2. Calculate the moles of $H_2SO_4$:
   • The mass percentage of $H_2SO_4$ solution is 9.8%.
   • This implies in 50 mL of the solution, 9.8% of 50 grams is 4.9 \, \text{g}$ $H_2SO_4$ (assuming density near 1 g/mL).
   • Molar mass of $H_2SO_4 = 2 \times 1 + 32 + 4 \times 16 = 98 \, \text{g/mol}$.
   • Moles of $H_2SO_4 = \frac{4.9}{98} = 0.05 \, \text{mol}$.
3. Determine the limiting reagent:
   • The balanced chemical equation for the reaction is:
   $$\text{BaCl}_2 + \text{H}_2\text{SO}_4 \rightarrow \text{BaSO}_4 + 2\text{HCl}$$
   • From the stoichiometry, 1 mole of $BaCl_2$ reacts with 1 mole of $H_2SO_4$ to produce 1 mole of $BaSO_4$.

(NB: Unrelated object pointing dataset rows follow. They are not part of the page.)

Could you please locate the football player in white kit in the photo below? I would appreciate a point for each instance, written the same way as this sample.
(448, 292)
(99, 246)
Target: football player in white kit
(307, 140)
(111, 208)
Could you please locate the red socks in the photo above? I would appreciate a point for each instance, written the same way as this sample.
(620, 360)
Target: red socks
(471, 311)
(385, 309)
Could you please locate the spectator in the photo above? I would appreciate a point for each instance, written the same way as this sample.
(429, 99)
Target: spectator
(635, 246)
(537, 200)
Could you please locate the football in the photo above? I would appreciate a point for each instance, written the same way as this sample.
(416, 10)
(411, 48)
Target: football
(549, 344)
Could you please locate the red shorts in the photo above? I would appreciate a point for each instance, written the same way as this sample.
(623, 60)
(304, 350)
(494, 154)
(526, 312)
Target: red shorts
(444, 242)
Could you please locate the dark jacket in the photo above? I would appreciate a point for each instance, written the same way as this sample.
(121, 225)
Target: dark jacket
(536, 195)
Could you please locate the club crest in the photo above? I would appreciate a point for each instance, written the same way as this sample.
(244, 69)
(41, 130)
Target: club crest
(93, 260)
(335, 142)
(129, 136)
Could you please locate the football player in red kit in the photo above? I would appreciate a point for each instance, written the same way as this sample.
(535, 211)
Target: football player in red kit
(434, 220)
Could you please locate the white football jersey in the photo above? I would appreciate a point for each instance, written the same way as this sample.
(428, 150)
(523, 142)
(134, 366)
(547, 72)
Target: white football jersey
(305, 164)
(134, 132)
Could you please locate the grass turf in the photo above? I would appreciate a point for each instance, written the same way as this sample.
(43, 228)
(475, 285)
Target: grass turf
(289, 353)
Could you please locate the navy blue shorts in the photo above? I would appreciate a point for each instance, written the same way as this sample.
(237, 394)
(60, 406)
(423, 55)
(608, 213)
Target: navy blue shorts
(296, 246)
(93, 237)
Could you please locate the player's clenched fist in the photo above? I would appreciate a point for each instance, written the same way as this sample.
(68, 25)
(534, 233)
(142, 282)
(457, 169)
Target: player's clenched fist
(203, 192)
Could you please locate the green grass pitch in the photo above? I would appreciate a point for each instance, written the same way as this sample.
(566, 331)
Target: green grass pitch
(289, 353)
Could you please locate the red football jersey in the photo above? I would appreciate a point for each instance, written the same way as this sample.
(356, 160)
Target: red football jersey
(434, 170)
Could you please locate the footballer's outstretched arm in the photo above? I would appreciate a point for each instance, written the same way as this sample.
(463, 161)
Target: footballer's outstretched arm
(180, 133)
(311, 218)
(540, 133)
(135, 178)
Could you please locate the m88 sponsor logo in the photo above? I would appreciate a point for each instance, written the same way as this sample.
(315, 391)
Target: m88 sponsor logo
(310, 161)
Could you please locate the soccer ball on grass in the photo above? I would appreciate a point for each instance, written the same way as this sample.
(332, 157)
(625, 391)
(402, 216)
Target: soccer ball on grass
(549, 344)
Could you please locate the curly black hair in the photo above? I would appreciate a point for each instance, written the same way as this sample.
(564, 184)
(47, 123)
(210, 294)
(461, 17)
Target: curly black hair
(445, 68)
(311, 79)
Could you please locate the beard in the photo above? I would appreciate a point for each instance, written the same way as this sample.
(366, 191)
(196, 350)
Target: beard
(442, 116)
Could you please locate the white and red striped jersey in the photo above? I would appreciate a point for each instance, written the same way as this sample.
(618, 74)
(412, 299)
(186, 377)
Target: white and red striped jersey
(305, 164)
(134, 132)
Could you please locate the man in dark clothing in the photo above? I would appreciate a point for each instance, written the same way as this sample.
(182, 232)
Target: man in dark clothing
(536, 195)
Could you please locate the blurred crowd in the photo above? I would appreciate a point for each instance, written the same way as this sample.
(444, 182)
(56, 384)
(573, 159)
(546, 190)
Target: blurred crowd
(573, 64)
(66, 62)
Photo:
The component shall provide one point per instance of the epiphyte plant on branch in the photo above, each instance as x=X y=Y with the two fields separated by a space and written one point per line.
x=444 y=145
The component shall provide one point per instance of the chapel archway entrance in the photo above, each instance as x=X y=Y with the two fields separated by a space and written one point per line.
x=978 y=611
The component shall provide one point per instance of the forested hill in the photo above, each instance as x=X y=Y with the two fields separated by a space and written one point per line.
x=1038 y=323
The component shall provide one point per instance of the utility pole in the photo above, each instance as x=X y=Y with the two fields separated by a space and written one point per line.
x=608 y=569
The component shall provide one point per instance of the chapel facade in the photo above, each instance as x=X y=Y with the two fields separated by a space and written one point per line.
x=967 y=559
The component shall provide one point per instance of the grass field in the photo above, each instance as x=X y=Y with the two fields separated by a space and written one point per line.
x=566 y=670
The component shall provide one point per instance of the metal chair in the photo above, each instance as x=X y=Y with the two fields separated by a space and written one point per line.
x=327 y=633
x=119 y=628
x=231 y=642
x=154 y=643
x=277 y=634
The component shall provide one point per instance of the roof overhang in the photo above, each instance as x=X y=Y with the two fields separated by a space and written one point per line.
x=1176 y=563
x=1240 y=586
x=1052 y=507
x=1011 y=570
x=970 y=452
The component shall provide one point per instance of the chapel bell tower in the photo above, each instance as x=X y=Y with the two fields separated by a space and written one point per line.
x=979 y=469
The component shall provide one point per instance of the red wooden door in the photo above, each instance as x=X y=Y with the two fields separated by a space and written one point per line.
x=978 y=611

   • Here, $H_2SO_4$ is the limiting reagent since we have only 0.05 mol available.
4. Calculate the mass of $BaSO_4$ formed:
   • Moles of $BaSO_4$ formed will be 0.05 mol (as $H_2SO_4$ is the limiting reagent).
   • Molar mass of $BaSO_4 = 137 + 32 + 4 \times 16 = 233 \, \text{g/mol}$.
   • Mass of $BaSO_4 = 0.05 \times 233 = 11.65 \, \text{g}$.

Therefore, the amount of $BaSO_4$ formed is 11.65 g.